The Rise of Wolf 8: Five Amazing Facts about Wolves
Humans and wolves share the same hormone, oxytocin. Often called the love hormone, oxytocin can release in father wolves when they play with their children. This is true for the pups as well.
Wolves show compassion similar to humans. Like in human families, older wolf siblings will often let younger wolves win while roughhousing. They understand, at least to some extent, that the little ones will feel demotivated and unwilling to play again if they always lose.
Alpha wolves will adopt orphaned pups––which is unlike almost any other predator in the world. For most predator species, like tigers and lions, the normal behaviour for a new male taking over a pack would be to kill the prior male, his young, and breed the female. However, a male alpha wolf will help raise the young of the prior male. In fact, Wolf 8 began bonding with two pups that he would later adopt before even meeting their mother; a family born out of parental instinct instead of breeding instinct.

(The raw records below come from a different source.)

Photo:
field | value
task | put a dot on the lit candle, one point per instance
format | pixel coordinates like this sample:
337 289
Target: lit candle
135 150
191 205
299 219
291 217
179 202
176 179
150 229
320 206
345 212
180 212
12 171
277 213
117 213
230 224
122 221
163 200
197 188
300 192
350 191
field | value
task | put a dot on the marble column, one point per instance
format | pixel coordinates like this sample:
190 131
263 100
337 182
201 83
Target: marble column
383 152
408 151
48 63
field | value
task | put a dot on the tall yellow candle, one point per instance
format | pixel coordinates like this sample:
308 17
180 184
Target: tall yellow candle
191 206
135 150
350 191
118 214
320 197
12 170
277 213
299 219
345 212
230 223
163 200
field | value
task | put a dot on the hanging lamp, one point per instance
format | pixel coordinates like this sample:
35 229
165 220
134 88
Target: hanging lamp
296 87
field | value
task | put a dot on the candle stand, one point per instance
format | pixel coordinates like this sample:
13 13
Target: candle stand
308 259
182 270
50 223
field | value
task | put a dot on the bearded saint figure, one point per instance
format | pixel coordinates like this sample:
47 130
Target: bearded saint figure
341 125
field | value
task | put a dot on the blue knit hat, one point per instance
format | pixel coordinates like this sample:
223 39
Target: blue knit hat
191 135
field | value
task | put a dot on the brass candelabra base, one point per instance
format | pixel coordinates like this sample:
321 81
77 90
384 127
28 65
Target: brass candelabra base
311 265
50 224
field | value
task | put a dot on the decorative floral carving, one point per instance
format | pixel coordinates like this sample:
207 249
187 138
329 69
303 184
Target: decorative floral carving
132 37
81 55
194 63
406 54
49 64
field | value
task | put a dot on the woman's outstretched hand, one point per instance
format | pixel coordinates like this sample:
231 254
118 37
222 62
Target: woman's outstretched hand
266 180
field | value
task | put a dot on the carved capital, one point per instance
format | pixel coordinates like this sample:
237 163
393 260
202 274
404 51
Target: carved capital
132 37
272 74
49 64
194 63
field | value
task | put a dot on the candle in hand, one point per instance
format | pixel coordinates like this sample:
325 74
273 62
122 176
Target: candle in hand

Wolves haven’t always been hunted by farmers. In early Japan, peasant farmers had a hard time keeping deer from eating their crops. As a clever solution, they built temples throughout the countryside and dedicated them to wolves, leaving symbolic food offerings and praying the wolves would come to kill the deer.
When wolf parents return to the den after feeding, pups greet them by licking the sides of their jaws. This triggers the adults to regurgitate meat they are carrying in their stomachs. The wolf lowers its head and brings up chunks of freshly swallowed meat. This is how wolf pups are fed before they are old enough to hunt.